In the 1976 American election, Ronald Reagan ran against incumbent President Jimmy Carter. Reagan, a right-wing candidate, was initially considered unlikely to win.
However, Reagan understood a basic political truth: elections are never about challengers. During a candidate debate, Reagan asked Americans a simple question: Are you better off today than four years ago? Americans, because of the stagflation of the Carter years, answered that in the negative and Reagan went on to win the elections quite comfortably.
Although rational voters should look only at candidates’ expected future performance, political analysts have found that voters assess the prospect of future performance based on past delivery. Elections, therefore, are essentially a referendum on the incumbent government’s performance. If a national government has delivered – mostly jobs and affordability – it is rewarded. Otherwise, voters turn against it.
Political economists have developed models of American presidential elections showing that the votes an incumbent or his party gets depend primarily on three variables: economic growth, unemployment and inflation. If an incumbent has done well in these three factors, he (or his party) wins. Otherwise, he loses.
The PML-N remains unpopular today because, even after four years in the federal government, it hasn’t delivered on the economic front. Its ally Bilawal Bhutto Zardari has said that the PML-N is too scared to hold local bodies’ elections in Punjab.
Pakistani prime ministers don’t normally get a very long run or substantial institutional support. This prime minister has had both. Yet after four years of Mian Shehbaz Sharif’s government, the average Pakistani is poorer than he was four years ago. Let this sink in: while the world is marching on, we are regressing. Moreover, alongside negative per capita growth, we have also experienced the highest price surge in Pakistan’s history, with inflation raging at 78 per cent over four years.
This stagflation has pushed our unemployment rate to its highest level in over two decades, and along with it, our poverty rate to its highest in a decade. Unfortunately, 29 per cent of Pakistanis now live on less than Rs8485 a month.

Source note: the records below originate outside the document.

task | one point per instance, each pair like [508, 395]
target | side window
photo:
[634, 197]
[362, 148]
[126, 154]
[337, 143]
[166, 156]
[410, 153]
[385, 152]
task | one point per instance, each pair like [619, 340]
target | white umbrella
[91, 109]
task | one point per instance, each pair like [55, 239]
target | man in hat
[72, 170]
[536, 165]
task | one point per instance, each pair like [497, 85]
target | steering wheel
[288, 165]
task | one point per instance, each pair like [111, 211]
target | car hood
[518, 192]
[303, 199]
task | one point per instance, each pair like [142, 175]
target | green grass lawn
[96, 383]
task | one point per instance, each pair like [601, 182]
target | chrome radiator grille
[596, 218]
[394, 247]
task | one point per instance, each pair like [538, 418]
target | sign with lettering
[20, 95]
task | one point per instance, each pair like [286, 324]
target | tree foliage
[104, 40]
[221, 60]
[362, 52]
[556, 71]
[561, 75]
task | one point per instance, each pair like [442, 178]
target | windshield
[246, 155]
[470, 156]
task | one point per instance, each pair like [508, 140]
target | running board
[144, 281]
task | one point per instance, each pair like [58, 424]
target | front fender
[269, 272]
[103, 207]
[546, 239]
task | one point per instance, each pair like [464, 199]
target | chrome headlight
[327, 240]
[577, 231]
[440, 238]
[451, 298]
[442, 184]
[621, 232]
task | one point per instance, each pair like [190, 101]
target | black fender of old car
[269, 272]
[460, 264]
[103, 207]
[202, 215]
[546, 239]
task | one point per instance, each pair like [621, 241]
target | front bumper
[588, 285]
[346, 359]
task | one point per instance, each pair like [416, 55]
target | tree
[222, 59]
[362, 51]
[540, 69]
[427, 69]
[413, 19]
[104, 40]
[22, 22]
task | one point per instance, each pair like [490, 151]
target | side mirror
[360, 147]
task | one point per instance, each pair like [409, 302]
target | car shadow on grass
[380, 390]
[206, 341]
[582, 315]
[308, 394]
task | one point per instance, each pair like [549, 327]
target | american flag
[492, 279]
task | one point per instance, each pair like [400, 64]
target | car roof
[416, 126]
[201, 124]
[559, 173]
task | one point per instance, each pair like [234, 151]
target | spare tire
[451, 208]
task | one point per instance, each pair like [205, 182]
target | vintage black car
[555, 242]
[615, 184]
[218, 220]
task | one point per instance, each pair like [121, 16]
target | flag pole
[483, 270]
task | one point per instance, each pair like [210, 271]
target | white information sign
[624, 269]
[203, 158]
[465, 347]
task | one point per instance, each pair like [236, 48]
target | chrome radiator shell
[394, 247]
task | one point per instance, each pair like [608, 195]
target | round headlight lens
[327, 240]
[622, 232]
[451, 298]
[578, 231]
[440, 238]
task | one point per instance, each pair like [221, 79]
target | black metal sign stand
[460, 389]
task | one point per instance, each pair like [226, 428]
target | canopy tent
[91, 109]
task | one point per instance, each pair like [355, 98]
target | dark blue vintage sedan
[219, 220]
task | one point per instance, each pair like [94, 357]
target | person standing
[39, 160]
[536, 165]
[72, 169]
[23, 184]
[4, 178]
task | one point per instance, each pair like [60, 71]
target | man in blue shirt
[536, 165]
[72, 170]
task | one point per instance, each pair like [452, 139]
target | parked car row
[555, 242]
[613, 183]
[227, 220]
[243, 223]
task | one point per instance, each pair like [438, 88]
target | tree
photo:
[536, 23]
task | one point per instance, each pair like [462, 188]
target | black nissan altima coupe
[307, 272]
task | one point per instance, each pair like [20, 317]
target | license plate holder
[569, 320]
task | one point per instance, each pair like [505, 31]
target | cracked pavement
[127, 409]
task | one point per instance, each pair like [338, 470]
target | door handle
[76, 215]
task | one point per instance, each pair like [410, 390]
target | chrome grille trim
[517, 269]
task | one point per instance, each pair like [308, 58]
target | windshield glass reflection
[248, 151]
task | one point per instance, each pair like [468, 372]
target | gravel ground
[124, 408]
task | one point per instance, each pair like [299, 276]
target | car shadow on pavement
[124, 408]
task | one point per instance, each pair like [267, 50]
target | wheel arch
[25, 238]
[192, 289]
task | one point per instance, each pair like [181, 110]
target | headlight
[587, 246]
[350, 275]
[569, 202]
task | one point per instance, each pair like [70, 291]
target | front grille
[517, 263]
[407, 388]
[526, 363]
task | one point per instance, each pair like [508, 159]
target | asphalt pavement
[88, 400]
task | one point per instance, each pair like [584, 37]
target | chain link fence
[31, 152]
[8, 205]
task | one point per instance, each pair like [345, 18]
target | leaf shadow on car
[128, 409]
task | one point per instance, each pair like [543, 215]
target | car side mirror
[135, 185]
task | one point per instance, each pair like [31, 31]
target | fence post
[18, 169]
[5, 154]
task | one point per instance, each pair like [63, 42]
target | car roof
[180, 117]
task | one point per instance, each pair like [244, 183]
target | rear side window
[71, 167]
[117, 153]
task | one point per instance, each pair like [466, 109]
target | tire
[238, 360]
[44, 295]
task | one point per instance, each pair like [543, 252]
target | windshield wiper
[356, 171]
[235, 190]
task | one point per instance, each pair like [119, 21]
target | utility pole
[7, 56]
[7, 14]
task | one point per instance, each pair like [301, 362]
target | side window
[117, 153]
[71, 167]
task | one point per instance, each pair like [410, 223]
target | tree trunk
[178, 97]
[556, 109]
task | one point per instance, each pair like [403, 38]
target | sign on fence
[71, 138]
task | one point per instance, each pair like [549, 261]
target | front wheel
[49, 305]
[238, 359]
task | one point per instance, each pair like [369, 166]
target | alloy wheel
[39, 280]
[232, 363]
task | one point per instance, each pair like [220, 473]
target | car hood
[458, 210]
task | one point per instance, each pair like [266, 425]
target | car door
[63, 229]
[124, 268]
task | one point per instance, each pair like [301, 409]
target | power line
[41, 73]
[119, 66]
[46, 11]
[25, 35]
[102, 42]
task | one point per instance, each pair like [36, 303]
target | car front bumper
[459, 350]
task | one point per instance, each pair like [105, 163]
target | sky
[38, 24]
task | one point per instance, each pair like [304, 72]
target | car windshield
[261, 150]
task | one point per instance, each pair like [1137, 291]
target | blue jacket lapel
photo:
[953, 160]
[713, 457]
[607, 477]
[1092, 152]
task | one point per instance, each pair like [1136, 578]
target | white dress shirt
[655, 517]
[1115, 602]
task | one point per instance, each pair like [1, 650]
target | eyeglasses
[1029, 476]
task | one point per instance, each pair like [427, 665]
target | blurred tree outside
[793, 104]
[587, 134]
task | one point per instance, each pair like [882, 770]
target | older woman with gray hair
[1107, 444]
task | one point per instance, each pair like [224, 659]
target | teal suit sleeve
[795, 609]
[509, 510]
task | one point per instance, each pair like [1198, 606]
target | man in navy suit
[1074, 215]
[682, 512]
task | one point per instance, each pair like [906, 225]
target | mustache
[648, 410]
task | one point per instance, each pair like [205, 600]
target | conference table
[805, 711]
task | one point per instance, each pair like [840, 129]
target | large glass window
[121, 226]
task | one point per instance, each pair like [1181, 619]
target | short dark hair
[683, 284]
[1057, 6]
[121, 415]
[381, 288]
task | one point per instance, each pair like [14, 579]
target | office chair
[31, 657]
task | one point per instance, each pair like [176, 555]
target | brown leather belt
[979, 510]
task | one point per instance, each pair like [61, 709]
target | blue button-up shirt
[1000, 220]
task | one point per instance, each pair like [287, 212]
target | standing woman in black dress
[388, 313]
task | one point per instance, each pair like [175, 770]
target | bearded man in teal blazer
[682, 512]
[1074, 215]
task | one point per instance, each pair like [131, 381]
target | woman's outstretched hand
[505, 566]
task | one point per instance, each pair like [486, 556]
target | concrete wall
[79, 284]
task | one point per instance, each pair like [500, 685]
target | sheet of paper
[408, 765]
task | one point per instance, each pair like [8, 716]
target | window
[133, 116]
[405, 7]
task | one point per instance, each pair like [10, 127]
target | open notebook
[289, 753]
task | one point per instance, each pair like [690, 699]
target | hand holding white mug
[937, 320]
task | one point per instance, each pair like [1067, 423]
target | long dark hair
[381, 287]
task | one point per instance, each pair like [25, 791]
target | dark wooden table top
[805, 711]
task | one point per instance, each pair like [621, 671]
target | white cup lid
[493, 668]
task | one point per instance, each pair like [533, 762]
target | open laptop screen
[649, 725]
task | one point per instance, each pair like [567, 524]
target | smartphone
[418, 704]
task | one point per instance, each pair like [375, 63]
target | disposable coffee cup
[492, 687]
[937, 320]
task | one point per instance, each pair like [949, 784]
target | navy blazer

This increase in poverty is especially tragic given that we had been able to achieve a continuous decline in poverty for 20 years. However, things took a turn for the worse in 2019, and now, for the past five years, both the number of poor and the percentage living under poverty are increasing. The PDM/PML-N government has had some successes (against India and in foreign policy) and some failures (in economic and energy policies). But if there is one glaring failure that earns it an overall F grade, it is this inexcusable annual increase in poverty over four years.
There is more. In 2024, the government announced a plan to double Pakistan’s goods exports by 2028-29 to $60 billion. In reality, exports have been lower every year than in 2022.
Every Pakistani agrees that we would be better off if we got out of the IMF tutelage. Yet how are we to service our foreign debt without IMF support if we aren’t able to increase exports? Unfortunately, this government has no plans to increase exports. Facing the highest prices of electricity and gas in the region, it is no surprise that our exporters keep losing to their competitors from neighbouring countries and our exports have declined.
It’s not just exporters who are floundering. The part of our national income that goes towards investment has been lower in the last three years than at any time since 1960. People just aren’t investing here at the rate at which they used to. But unfortunately, it is not surprising.
Our corporate and individual tax rates are some of the highest in the world. We are actively driving investment away. The Iran war, however, has given us another opportunity. Will this government be able to capitalise on it?
Of course, not everything is going down. On June 30, 2022 the total debt of our country was about Rs45,000 billion. This June it was Rs 85,000 bn, an increase of Rs40,000 in just four years. So, in four years, the current government has incurred almost 90 per cent of the debt taken on in the first 75 years. That’s quite a speed for taking on debt.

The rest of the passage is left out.